The Burning Bush and Aaron’s Rod

In the center of the wall, Blaustein represented two episodes from the book of Exodus: the Burning Bush and Aaron’s Rod. The Burning Bush seems to be bursting from the wall, while next to it, lays a serpent, ablaze and rendered in fragmented abstract shapes, which suggest transformation.

In the biblical account, God appears before Moses through the burning fire that does not consume the bush. “[O]ut of the midst of the bush,” God calls: “Moses, Moses. … Here am I” (Exodus 3:3). God acknowledges that he hears the cries of his people, knowing that they suffer under the torment of the Egyptians. God explains to Moses that he has come to deliver them and commands Moses to appear before Pharaoh to announce that he will take God’s children away from Egypt. 

In Exodus 7:9 God tells Moses and his brother Aaron: “When Pharaoh shall speak unto you, saying, Shew a miracle for you: then thou [Moses] shalt say unto Aaron, Take thy rod, and cast it before Pharaoh, and it shall become a serpent.” Blaustein does not conform to the traditional depictions as he does not depiect figures such as Moses, Aaron, or Pharaoh, instead focusing on what for him symbolizes “the force and reality of the supreme supernatural being” (qtd. in Cummings 47). 

Al Blaustein, The Sacrificial Lambs and the Tablets of the Law. 1953. Fresco. South Solon Meeting House (photo: Yvonne Laube).

The Sacrificial Lambs and the Tablets of the Law

Above the second window, we see the star of David, a cross, the Tablets of the Law, and three lambs. These symbols might allude to different moments in the history of faith, recalling the division into ante legem, before the law (Star of David), sub lege, under the law (The Tablets of the Law), and sub gratia, under grace, that is after Christ’s coming (the cross). Blaustein gives emphasis to the tablets, placed on a ledge higher than the other two symbols, flanked on the other side by sacrificial lambs. 

Al Blaustein, Abraham Sacrificing Isaac. 1953. Fresco. South Solon Meeting House (photos: Yvonne Laube).

The Sacrifice of Isaac

Blaustein concludes the wall with another image of suffering and faith: Abraham sacrificing Isaac.
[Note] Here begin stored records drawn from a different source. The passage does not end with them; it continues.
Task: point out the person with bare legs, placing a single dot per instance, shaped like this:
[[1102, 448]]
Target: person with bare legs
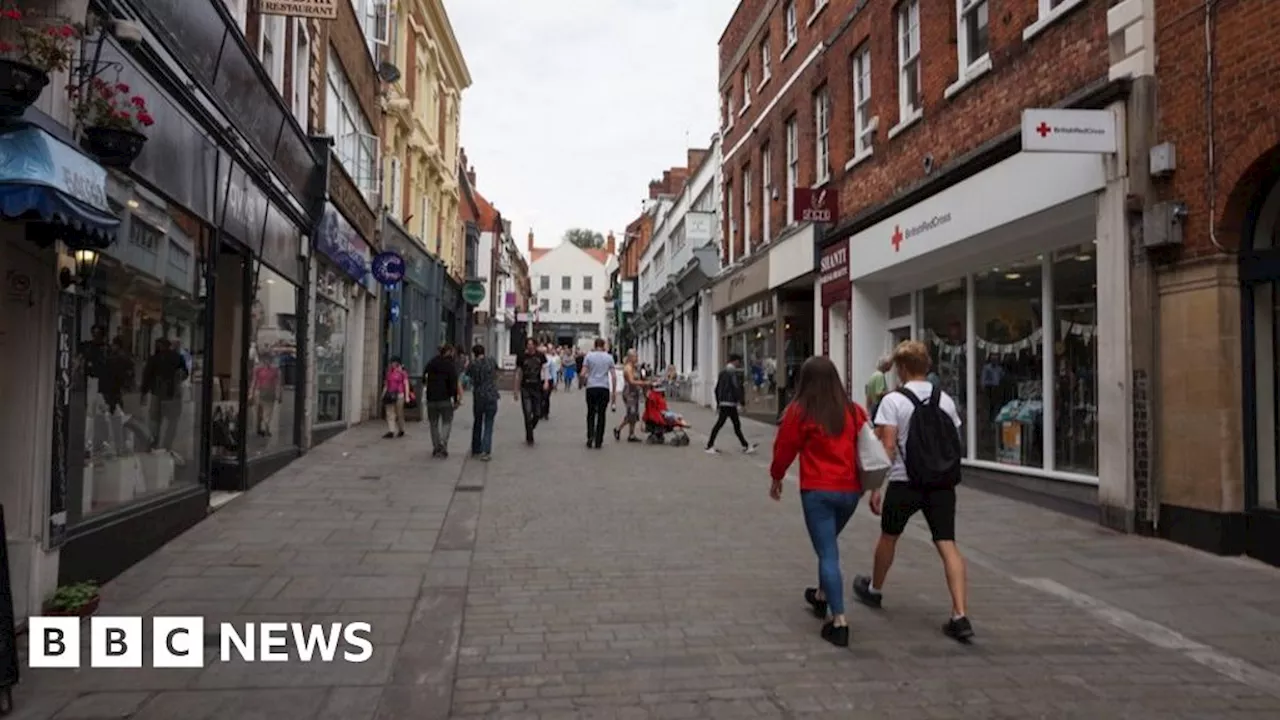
[[920, 431]]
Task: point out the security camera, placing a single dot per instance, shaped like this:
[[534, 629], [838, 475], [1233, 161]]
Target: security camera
[[127, 32]]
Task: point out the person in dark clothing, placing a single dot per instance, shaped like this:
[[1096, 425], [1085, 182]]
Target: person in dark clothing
[[530, 387], [730, 395], [161, 379], [442, 391], [483, 373]]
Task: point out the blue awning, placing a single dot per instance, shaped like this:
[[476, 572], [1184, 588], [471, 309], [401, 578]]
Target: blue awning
[[50, 183]]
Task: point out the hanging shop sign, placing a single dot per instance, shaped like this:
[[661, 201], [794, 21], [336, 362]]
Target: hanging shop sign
[[388, 268], [312, 9]]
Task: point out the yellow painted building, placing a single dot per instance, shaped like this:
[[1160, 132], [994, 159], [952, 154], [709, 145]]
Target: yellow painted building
[[420, 139]]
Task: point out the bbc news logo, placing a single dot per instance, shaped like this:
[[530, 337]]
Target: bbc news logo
[[179, 642]]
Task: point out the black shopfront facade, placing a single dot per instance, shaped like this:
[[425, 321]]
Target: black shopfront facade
[[208, 274]]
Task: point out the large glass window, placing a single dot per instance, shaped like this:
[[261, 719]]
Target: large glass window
[[1075, 360], [140, 358], [942, 327], [273, 355], [1008, 317], [330, 359]]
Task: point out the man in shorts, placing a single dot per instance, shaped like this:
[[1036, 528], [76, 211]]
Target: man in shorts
[[904, 499]]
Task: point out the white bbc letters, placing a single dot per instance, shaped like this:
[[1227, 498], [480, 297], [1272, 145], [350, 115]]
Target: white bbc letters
[[178, 642], [115, 642], [53, 642]]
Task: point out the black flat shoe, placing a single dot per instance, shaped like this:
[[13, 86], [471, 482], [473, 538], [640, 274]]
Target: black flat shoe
[[837, 637], [817, 606]]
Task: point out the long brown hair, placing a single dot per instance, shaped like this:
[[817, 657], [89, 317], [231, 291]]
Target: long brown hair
[[821, 395]]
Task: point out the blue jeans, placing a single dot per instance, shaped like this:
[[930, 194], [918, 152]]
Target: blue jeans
[[826, 514], [481, 431]]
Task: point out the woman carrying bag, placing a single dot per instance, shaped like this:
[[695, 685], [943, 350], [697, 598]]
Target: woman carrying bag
[[830, 434]]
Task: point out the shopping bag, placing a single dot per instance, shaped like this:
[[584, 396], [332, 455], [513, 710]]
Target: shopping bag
[[873, 463]]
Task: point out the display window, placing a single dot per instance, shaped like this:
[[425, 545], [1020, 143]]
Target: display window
[[138, 364]]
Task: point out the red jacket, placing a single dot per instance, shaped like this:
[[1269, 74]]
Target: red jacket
[[826, 463]]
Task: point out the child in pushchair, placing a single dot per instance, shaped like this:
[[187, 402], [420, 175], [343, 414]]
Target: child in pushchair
[[661, 422]]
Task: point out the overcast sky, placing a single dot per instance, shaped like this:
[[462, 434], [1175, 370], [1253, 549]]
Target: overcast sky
[[575, 105]]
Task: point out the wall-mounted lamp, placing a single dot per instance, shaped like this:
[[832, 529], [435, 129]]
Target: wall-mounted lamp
[[86, 264]]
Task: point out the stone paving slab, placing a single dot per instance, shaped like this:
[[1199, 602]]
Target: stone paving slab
[[661, 582]]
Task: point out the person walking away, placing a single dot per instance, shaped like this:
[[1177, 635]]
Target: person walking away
[[483, 373], [600, 387], [552, 377], [730, 395], [821, 428], [920, 429], [394, 395], [877, 386], [632, 391], [442, 390], [530, 387]]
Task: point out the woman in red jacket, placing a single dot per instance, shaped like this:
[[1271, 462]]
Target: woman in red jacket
[[821, 427]]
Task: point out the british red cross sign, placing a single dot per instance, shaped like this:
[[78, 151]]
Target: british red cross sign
[[816, 205]]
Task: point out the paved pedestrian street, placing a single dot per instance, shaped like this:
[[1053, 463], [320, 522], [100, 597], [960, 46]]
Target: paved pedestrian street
[[659, 582]]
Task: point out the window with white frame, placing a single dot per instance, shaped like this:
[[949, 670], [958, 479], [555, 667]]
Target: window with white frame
[[766, 69], [301, 100], [272, 49], [766, 181], [972, 31], [375, 23], [353, 136], [791, 24], [822, 132], [863, 127], [792, 165], [396, 190], [909, 58]]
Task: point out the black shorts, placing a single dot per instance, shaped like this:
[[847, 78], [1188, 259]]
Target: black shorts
[[903, 500]]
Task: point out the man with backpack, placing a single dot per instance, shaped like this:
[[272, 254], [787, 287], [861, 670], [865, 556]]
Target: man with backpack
[[920, 429]]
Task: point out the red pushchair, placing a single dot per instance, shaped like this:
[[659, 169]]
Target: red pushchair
[[659, 422]]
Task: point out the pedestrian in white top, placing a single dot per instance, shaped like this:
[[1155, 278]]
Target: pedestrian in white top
[[920, 429]]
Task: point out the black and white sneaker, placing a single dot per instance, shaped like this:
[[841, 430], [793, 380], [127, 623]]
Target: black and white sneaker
[[864, 592]]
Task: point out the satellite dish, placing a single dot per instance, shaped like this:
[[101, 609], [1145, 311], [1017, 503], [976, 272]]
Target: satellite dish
[[388, 72]]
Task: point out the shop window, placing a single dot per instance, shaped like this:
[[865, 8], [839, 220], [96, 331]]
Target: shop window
[[330, 359], [140, 358], [1075, 360], [944, 310], [273, 358], [1008, 313]]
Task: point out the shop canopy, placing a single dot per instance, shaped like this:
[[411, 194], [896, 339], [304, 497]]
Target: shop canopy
[[55, 187]]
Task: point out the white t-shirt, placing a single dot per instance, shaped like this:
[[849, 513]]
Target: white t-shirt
[[896, 411]]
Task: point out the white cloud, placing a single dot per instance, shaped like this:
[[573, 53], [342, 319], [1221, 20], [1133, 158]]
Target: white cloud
[[575, 105]]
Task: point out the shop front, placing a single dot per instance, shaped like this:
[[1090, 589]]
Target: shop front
[[746, 322], [1006, 296], [833, 296], [343, 287]]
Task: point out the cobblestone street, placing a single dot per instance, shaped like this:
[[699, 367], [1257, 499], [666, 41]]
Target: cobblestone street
[[661, 582]]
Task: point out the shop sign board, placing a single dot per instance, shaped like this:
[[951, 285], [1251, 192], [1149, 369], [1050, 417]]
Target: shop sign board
[[816, 205], [314, 9], [1069, 131]]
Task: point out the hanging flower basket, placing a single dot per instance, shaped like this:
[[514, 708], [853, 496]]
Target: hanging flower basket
[[21, 85], [114, 147], [112, 119]]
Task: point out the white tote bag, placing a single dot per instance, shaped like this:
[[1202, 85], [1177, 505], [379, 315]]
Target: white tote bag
[[873, 463]]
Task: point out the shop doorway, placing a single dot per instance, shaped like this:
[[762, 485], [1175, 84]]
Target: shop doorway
[[26, 367], [1260, 285]]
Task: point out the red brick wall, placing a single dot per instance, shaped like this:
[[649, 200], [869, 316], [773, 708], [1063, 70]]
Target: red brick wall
[[1066, 57], [1246, 110]]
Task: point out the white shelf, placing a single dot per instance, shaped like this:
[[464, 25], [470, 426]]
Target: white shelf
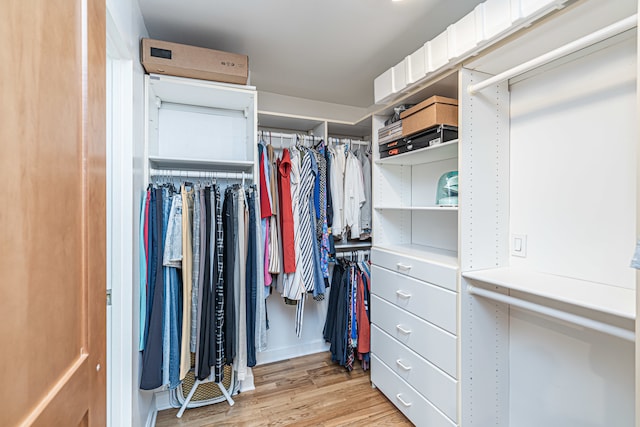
[[352, 246], [435, 255], [435, 153], [595, 296], [201, 164], [418, 208]]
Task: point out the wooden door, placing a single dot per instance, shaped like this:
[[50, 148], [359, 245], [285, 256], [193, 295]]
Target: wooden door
[[52, 213]]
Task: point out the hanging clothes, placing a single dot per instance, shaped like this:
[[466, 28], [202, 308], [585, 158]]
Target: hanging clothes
[[286, 214], [151, 376], [338, 160], [187, 276], [365, 210], [347, 326]]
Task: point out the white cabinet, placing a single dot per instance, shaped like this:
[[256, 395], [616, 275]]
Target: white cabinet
[[196, 125], [414, 277], [548, 338]]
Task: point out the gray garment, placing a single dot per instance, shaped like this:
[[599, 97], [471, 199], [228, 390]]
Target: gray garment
[[172, 256], [203, 237], [365, 210], [195, 240], [262, 291], [240, 363]]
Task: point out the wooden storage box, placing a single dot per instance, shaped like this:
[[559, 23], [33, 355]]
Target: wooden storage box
[[195, 62], [436, 110]]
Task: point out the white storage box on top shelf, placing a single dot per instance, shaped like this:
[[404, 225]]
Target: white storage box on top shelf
[[438, 52], [417, 65], [465, 34], [200, 125], [400, 76], [488, 23], [383, 86]]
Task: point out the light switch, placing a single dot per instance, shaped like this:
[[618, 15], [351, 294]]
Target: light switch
[[519, 245]]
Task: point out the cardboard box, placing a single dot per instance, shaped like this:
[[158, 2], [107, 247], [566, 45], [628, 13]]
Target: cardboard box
[[195, 62], [436, 110]]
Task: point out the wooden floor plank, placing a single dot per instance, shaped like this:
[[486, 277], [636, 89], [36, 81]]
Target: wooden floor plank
[[305, 391]]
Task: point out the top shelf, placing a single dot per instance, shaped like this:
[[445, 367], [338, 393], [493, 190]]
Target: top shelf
[[435, 153], [201, 164], [202, 93], [595, 296]]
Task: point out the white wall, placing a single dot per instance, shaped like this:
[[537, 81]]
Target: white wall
[[573, 193], [126, 26]]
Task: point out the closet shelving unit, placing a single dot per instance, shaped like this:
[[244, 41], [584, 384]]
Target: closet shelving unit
[[195, 125], [200, 129], [547, 327], [320, 128], [414, 334]]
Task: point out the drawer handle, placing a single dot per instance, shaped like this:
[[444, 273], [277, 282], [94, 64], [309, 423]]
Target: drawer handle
[[403, 294], [402, 365], [403, 267], [403, 330], [404, 402]]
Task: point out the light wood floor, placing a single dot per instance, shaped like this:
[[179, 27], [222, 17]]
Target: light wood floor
[[306, 391]]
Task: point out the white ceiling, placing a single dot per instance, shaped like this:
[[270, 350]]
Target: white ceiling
[[325, 50]]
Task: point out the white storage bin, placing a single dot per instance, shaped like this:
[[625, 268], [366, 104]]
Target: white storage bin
[[497, 17], [383, 87], [438, 52], [464, 35], [399, 76], [530, 8], [416, 65]]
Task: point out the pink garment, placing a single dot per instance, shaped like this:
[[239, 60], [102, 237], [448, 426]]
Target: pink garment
[[267, 275], [146, 231]]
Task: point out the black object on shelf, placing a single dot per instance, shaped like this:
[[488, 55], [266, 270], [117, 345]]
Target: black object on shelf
[[433, 136]]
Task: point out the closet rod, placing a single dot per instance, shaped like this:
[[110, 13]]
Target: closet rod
[[200, 174], [267, 133], [348, 141], [555, 313], [581, 43]]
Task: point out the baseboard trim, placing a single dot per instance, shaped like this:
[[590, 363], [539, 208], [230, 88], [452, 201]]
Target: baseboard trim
[[284, 353]]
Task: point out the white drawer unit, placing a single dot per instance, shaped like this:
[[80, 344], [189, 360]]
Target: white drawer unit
[[431, 342], [434, 384], [433, 272], [432, 303], [413, 405]]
Taking advantage of the window’s position, Blaustein sets a crumbling cliff, with a downward diagonal of thorny vines that entraps a contorted figure and a ram. To the right, as if emerging from the gallery loft, is a large, hooded figure who holds up a scythe with a bony arm and looks down. This is Abraham about to sacrifice his son, Isaac, as ordered by God. In the biblical narrative, Abraham binds Isaac and places him on an altar. As he stretches “forth his hand . . . to slay his son,” an angel sent by God stops him. Abraham, instead of sacrificing his son, sacrifices a ram that was “caught in a thicket by his horns” (Genesis 22:10 and 13).

The two famous bronze relief “Competition panels” for the Florence Baptistery show how differently artists can interpret the scene. Filippo Brunelleschi shows the angel stopping Abraham as he is about to plunge his knife into Isaac’s throat. In Lorenzo Ghiberti’s winning entry, the angel is just entering the scene. Blaustein takes the suspense even further: no angel is to be seen.  

The manifestations of God (the Burning Bush and Aaron’s Rod) that appear in the center of the wall are thus framed by two scenes in which faith is tested. Furthermore, the figures of Job and Abraham are juxtaposed to the three foolish men and the sacrificial animals: Blaustein explained that he meant them to stand as exemplars of “orthodoxy and unexacting belief.” As the artist used “contemporary clothes and local backgrounds whenever possible,” he conveyed “the timelessness of the questions of faith and sacrifice” (qtd. in Cummings 41).

—Ari Trueba

  • Cummings, Mildred H. South Solon: The Story of a Meeting House. South Solon, Maine: South Solon Historical Society, 1959
  • De Capoa, Chiara. Old Testament Figures in Art. Edited by Stefano Zuffi. Translated by Thomas Michael Hartmann. Los Angeles: J. Paul Getty Museum, 2003.
  • Meyer, Kathi. “St. Job as a Patron of Music.” The Art Bulletin 36.1 (1954): 21–31. 
  • Shapley, Fern Rusk, and Clarence Kennedy. “Brunelleschi in Competition with Ghiberti.” The Art Bulletin 5.2 (1922): 31–34. 
  • King James Bible Online.
  • Von der Osten, G. “Job and Christ: The Development of a Devotional Image.” Journal of the Warburg and Courtauld Institutes 16. 1/2 (1953): 153–58.